El BCE se ha erigido en muchas ocasiones como el sostén de la economía y del bloque asumiendo más responsabilidades de las que le correspondían. Políticas como los programas de compras de deuda, extraordinarios en principio, se prolongaron demasiado porque las reformas estructurales no llegaron lo suficientemente rápido.
Europa ha demostrado resiliencia, sí, pero a costa de acumular desequilibrios: deuda alta, fragilidad energética, dependencia tecnológica, una unión bancaria incompleta, etc. Y en paralelo avanzan shocks de largo plazo, como el cambio climático, que es un desafío existencial.
- Con todas esas crisis y desequilibrios, ¿no debería haberse visto antes en Europa un auge populista como el de Trump en Estados Unidos?

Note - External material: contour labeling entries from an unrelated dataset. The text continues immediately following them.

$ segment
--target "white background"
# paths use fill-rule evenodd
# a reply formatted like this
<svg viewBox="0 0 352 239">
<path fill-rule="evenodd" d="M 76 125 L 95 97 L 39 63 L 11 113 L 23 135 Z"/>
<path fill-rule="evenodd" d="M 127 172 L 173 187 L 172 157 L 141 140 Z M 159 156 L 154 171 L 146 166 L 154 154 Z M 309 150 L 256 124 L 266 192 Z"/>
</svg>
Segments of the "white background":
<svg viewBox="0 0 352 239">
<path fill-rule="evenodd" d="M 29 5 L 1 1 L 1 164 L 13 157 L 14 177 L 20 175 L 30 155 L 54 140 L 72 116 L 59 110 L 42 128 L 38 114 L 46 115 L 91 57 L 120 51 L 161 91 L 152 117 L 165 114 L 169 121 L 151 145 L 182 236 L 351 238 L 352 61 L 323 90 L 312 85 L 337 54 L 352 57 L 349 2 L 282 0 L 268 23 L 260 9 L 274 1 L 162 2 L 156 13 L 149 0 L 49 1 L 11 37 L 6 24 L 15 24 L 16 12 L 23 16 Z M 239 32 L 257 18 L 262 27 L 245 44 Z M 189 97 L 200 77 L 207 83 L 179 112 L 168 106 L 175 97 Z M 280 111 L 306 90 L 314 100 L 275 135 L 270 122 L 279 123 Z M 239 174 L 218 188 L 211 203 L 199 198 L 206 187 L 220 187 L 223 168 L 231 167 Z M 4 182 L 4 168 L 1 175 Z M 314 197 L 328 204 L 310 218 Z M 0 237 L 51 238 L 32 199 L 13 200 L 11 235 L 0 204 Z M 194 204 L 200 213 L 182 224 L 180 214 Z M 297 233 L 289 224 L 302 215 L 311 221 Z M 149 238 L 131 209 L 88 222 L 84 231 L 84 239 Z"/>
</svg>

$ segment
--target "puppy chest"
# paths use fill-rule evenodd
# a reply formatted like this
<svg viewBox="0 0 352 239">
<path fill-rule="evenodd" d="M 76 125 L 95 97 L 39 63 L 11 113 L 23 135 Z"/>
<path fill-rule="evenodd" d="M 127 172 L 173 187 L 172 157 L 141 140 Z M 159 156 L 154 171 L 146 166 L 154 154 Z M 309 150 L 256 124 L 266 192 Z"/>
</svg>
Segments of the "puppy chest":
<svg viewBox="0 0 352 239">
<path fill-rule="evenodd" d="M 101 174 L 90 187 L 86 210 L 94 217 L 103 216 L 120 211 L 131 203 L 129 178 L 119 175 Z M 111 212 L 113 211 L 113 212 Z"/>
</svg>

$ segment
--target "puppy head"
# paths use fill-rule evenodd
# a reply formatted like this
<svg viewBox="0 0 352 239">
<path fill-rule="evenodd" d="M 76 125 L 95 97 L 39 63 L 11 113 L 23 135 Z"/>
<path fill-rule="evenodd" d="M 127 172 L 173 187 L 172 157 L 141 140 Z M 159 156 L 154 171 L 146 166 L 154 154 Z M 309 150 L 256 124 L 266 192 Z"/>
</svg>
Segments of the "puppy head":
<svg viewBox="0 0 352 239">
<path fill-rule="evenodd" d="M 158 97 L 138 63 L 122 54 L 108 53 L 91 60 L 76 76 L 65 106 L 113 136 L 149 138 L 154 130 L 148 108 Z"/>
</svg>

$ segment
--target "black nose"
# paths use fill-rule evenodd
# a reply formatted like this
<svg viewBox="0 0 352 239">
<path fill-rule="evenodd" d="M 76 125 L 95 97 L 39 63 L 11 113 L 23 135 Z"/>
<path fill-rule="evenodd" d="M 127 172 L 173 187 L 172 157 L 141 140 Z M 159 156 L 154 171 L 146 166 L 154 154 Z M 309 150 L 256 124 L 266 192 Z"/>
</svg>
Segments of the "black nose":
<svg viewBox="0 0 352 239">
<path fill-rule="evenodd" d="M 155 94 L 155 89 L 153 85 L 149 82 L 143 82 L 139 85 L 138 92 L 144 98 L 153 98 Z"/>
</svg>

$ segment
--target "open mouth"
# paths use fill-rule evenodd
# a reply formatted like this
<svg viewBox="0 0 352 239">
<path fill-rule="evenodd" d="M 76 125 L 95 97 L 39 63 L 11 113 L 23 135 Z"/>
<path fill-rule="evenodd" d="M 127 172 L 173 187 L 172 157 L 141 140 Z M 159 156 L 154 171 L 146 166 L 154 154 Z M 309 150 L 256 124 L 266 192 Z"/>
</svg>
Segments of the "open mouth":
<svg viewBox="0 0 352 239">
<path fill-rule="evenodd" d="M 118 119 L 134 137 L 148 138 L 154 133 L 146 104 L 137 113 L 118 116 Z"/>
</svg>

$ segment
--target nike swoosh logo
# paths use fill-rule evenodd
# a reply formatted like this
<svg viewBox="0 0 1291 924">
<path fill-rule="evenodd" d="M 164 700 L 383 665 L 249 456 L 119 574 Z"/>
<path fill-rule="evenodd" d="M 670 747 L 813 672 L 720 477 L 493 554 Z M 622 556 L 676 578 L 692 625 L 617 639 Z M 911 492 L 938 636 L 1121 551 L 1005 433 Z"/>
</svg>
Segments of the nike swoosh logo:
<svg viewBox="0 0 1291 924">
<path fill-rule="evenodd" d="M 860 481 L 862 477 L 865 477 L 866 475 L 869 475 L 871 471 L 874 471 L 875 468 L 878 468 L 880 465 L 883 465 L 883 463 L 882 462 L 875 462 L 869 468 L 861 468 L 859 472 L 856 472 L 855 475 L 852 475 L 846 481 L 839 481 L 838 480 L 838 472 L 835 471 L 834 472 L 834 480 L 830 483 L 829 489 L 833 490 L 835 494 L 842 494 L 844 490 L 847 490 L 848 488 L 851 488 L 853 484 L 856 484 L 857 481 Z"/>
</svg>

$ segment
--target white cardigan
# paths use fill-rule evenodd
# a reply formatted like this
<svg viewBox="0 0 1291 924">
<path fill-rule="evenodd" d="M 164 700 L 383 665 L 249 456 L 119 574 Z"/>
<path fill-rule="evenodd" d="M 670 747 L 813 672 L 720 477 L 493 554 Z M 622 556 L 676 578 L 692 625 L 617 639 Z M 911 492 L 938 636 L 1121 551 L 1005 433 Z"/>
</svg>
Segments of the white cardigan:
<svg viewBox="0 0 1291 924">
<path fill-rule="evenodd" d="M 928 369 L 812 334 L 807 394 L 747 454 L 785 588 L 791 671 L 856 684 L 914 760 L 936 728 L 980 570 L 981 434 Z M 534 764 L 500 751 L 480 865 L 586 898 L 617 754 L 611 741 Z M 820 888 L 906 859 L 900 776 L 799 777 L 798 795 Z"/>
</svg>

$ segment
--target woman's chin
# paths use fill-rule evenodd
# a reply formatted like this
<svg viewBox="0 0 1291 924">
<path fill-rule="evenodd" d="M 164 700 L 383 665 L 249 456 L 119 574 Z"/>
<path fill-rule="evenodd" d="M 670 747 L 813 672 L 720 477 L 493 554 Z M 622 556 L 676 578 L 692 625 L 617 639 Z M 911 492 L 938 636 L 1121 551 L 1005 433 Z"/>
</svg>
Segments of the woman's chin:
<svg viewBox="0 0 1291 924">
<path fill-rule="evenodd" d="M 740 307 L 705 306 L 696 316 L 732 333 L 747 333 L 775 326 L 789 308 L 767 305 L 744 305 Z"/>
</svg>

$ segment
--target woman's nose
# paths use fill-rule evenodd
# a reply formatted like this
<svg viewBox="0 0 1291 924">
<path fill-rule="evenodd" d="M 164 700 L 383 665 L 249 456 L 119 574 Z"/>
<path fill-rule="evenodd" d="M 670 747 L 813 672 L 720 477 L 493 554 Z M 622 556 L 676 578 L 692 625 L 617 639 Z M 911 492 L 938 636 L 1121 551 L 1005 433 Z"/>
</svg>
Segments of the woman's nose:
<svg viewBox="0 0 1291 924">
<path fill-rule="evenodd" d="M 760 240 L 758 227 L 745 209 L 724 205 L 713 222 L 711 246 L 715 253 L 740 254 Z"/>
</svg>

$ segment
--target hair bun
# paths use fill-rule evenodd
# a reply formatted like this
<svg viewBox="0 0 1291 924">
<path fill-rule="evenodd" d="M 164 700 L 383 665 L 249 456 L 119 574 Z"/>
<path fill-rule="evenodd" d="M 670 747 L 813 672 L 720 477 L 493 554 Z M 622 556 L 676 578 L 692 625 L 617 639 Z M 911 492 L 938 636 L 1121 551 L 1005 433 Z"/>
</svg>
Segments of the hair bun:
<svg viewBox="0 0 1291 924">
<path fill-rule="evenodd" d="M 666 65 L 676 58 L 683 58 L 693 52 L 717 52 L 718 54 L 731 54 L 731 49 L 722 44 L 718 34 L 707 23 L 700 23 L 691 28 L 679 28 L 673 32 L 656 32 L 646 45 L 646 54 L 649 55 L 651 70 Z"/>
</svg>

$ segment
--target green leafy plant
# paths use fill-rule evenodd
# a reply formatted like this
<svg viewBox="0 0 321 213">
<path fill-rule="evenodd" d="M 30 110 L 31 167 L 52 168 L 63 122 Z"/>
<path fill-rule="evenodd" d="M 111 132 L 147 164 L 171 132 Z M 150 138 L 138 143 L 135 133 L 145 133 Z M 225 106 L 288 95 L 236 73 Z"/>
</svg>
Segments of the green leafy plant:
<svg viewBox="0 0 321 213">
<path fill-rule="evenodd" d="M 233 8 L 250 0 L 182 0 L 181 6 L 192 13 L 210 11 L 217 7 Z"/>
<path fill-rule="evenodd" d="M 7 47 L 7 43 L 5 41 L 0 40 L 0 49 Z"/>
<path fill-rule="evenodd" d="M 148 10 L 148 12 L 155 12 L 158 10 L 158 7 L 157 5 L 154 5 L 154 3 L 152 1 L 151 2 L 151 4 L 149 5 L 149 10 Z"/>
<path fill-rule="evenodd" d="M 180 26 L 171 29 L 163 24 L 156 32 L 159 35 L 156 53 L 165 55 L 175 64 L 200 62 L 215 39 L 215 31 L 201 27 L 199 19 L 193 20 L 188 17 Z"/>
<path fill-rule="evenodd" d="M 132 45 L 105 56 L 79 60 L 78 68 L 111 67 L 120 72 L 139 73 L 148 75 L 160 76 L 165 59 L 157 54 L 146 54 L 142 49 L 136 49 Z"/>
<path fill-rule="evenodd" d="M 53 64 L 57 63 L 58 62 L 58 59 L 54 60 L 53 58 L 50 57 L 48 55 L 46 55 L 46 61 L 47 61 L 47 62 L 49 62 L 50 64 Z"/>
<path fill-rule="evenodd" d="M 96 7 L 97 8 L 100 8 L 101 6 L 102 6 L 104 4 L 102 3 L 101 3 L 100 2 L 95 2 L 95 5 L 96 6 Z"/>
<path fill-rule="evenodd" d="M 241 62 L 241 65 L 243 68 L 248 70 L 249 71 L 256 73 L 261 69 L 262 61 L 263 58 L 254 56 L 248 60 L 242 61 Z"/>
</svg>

El fenómeno no es exclusivamente estadounidense. Lo que vemos en EEUU es simplemente una expresión dramática de una tendencia global: la fragmentación social. Mire España, Italia, Bélgica, Francia, Alemania... La polarización está en todas partes. Las sociedades se dividen entre ciudades y zonas rurales, entre élites y clases medias, entre cosmopolitas y quienes sienten que pierden su identidad.
En Estados Unidos se suma otro factor: un núcleo duro de votantes extremadamente radicalizado. Quizá un 30% del electorado republicano es verdaderamente extremista. Pero alrededor de ese núcleo hay otro 20% que no es extremista, pero tolera esas posiciones debido a la frustración o la desconfianza hacia las instituciones. El resultado es un bloque electoral capaz de llevar a un líder como Trump nuevamente al poder.
- ¿Cómo cree que hemos llegado hasta esta situación en el mundo?
Hay un componente económico, por supuesto: la visibilidad creciente de las desigualdades. Pero también hay un componente cultural y tecnológico. La revolución digital ha creado una sociedad donde la comparación es permanente. La gente ve constantemente cómo viven otros, qué tienen, qué pueden permitirse, cómo progresan.
Esto amplifica la percepción de desigualdad, incluso cuando las cifras objetivas no empeoran. Además, muchos ciudadanos sienten que su identidad cultural está en riesgo. Y cuando a eso se suma una sensación de estancamiento económico, el terreno es fértil para discursos que buscan culpables.
La inmigración, por ejemplo, es un fenómeno positivo en muchos casos, pero cuando se percibe que supera la capacidad de integración, genera rechazo. Los políticos han subestimado estos efectos psicológicos y culturales. Muchas personas sienten que pierden su lugar en el mundo.